Code Monkey home page Code Monkey logo

Comments (13)

jazeee avatar jazeee commented on June 7, 2024

For now, revert to jazeee:spiderable-longer-timeout 1.2.2 which works, but does not handle 404s.
We will have to look at it.
@dr-dimitru have you seen this issue?

from jazeee-meteor-spiderable.

dr-dimitru avatar dr-dimitru commented on June 7, 2024

@Buom01 At first try to access node app directly without proxy, could you provide a link (should be with port, like 3000, actually I've tried 300 port but got no response)?
BTW (see image below) it is something wrong with your setup, your server not supposed to response with 204
screen shot 2015-08-03 at 7 46 15 pm

from jazeee-meteor-spiderable.

dr-dimitru avatar dr-dimitru commented on June 7, 2024

@jazeee I've never meet such issue before

from jazeee-meteor-spiderable.

Buom01 avatar Buom01 commented on June 7, 2024

Sadly, when I talked about proxy, I wanted to say a reverse proxy created by my hoster to get the 80 port (shared hosting...).

BTW (see image below) it is something wrong with your setup, your server not supposed to response with 204

... Now I remeber that my hoster was recently under maintenance, and I think that they had changed their proxy config, (...).

Solution found !
I changed ROOT_URL to nodejs directly like it;

process.env.ROOT_URL = "http://" + process.env.OPENSHIFT_NODEJS_IP +":"+process.env.OPENSHIFT_NODEJS_PORT';

And not like (not to http://test-buom01.rhcloud.com/)

process.env.ROOT_URL = "http://" + (process.env.OPENSHIFT_APP_DNS || "localhost:8000");

An idea is to get it from $PORT and $BIND_IP env variables and not from $ROOT_URL. (I dont know the default value of $ROOT_URL)

I keep this app in this status to notify my hoster that there are bugs with they apache proxy's config

Thank you very much 👍

from jazeee-meteor-spiderable.

jazeee avatar jazeee commented on June 7, 2024

Ok, sounds like it was a configuration/maintenance issue.
Thanks.

from jazeee-meteor-spiderable.

jazeee avatar jazeee commented on June 7, 2024

I found that this issue does exist, and is due to a bug in the phantomjs script.

It appears to depend on whether one uses a proxy, or similar. For example, if one uses nginx in front of meteor, for SSL services, for example.

One way to test is, create a meteor server, with nginx wrapper for SSL. Then, test the phantomjs script:

phantomjs --load-images=no --ssl-protocol=TLSv1 --ignore-ssl-errors=true --web-security=false jazeee-meteor-spiderable/lib/phantom_script.js https://your-server

This returns a 204. The reason is that https://github.com/jazeee/jazeee-meteor-spiderable/blob/master/lib/phantom_script.js#L60 is not correct.

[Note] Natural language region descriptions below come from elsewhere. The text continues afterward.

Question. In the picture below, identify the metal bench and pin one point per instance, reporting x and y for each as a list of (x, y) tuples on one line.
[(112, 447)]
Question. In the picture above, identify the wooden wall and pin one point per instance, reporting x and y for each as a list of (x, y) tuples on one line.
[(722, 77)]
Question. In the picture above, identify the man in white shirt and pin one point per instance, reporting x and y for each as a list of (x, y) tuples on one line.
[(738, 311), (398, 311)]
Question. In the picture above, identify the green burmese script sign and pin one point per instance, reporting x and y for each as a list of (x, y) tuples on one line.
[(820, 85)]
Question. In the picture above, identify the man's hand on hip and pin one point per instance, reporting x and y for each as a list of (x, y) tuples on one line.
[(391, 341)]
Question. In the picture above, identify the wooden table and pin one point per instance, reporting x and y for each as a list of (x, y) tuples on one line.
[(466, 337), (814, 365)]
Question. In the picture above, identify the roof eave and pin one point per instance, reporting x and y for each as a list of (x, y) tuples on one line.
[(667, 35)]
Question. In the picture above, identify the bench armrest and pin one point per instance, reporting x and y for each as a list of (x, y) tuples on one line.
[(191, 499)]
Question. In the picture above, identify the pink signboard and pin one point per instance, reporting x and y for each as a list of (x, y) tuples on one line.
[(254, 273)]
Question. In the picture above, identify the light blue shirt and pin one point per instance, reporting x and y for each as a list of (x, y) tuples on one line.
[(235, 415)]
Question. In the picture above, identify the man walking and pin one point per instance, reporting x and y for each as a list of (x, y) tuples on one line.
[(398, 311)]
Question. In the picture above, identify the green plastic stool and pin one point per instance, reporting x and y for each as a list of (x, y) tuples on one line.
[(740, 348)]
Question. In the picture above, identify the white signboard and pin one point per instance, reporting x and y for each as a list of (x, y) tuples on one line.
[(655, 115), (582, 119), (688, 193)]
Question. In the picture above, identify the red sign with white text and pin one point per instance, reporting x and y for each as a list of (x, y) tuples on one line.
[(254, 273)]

page.onResourceReceived(...) triggers on any resource request, including image assets or Meteor Websocket connection. In the first part of that function, we correctly check for the URL, however, for the remaining part, we accept any status. Since this seems unnecessary, I am removing that part to fix this bug.

EDIT:
When I test the current script, I see the URL: https://.../sockjs/383/l2de9dnl/xhr_send, with status 204, which is the wrong status for the page. If I remove the problem code, I get the right result.

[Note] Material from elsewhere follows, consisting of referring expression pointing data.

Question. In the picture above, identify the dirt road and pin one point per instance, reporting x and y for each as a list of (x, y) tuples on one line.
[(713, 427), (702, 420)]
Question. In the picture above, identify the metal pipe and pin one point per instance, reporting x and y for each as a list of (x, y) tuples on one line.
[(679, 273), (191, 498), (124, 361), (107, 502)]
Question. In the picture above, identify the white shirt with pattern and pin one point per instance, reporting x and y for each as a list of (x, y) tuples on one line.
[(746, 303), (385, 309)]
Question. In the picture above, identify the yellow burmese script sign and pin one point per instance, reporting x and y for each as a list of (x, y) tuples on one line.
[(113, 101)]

from jazeee-meteor-spiderable.

dr-dimitru avatar dr-dimitru commented on June 7, 2024

Without this logic statement you will not receive status code on redirects

On 10 Aug 2015, at 18:40, Jaz [email protected] wrote:

I found that this issue does exist, and is due to a bug in the phantomjs script.

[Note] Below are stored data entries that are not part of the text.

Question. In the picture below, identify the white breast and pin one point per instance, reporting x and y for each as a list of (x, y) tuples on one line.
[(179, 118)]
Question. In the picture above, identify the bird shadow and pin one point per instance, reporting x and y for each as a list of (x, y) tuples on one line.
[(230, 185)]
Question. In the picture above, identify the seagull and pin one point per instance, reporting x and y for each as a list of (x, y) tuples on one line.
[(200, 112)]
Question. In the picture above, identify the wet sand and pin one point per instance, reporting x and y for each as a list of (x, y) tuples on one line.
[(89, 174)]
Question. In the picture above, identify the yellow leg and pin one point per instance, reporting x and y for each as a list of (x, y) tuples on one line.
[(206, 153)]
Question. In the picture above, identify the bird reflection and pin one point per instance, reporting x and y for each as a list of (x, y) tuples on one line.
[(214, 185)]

It appears to depend on whether one uses a proxy, or similar. For example, if one uses nginx in front of meteor, for SSL services, for example.

One way to test is, create a meteor server, with nginx wrapper for SSL. Then, test the phantomjs script:

phantomjs --load-images=no --ssl-protocol=TLSv1 --ignore-ssl-errors=true --web-security=false jazeee-meteor-spiderable/lib/phantom_script.js https://your-server
This returns a 204. The reason is that https://github.com/jazeee/jazeee-meteor-spiderable/blob/master/lib/phantom_script.js#L60 is not correct.

page.onResourceReceived(...) triggers on any resource request, including image assets or Meteor Websocket connection. In the first part of that function, we correctly check for the URL, however, for the remaining part, we accept any status. Since this seems unnecessary, I am removing that part to fix this bug.


Reply to this email directly or view it on GitHub.

from jazeee-meteor-spiderable.

dr-dimitru avatar dr-dimitru commented on June 7, 2024

I believe developer should workaround with proxy server, cause we are using nginx and SSL on our production stage with this package without any issues.

On 10 Aug 2015, at 18:47, Dmitriy A. Golev [email protected] wrote:

Without this logic statement you will not receive status code on redirects

On 10 Aug 2015, at 18:40, Jaz [email protected] wrote:

I found that this issue does exist, and is due to a bug in the phantomjs script.

It appears to depend on whether one uses a proxy, or similar. For example, if one uses nginx in front of meteor, for SSL services, for example.

One way to test is, create a meteor server, with nginx wrapper for SSL. Then, test the phantomjs script:

phantomjs --load-images=no --ssl-protocol=TLSv1 --ignore-ssl-errors=true --web-security=false jazeee-meteor-spiderable/lib/phantom_script.js https://your-server
This returns a 204. The reason is that https://github.com/jazeee/jazeee-meteor-spiderable/blob/master/lib/phantom_script.js#L60 is not correct.

page.onResourceReceived(...) triggers on any resource request, including image assets or Meteor Websocket connection. In the first part of that function, we correctly check for the URL, however, for the remaining part, we accept any status. Since this seems unnecessary, I am removing that part to fix this bug.


Reply to this email directly or view it on GitHub.

from jazeee-meteor-spiderable.

jazeee avatar jazeee commented on June 7, 2024

I don't think it makes sense to allow rely on any arbitrary resource response code. For example, as part of the processing, I see a response code of 204, for URL: https://.../sockjs/383/l2de9dnl/xhr_send

This is the last URL that is processed before phantomJS finishes. It is quite complex to debug these issues, and other users will have serious problems that will appear random. For example, it works locally, but doesn't work due to some arbitrary nginx configuration, version, or other arbitrary server setup/load etc.

Since this issue affects the majority of normal cases, we will have to look at other options for redirects.
For example, if it is specifically handling redirects, then we should capture that in a different way, and handle it specifically.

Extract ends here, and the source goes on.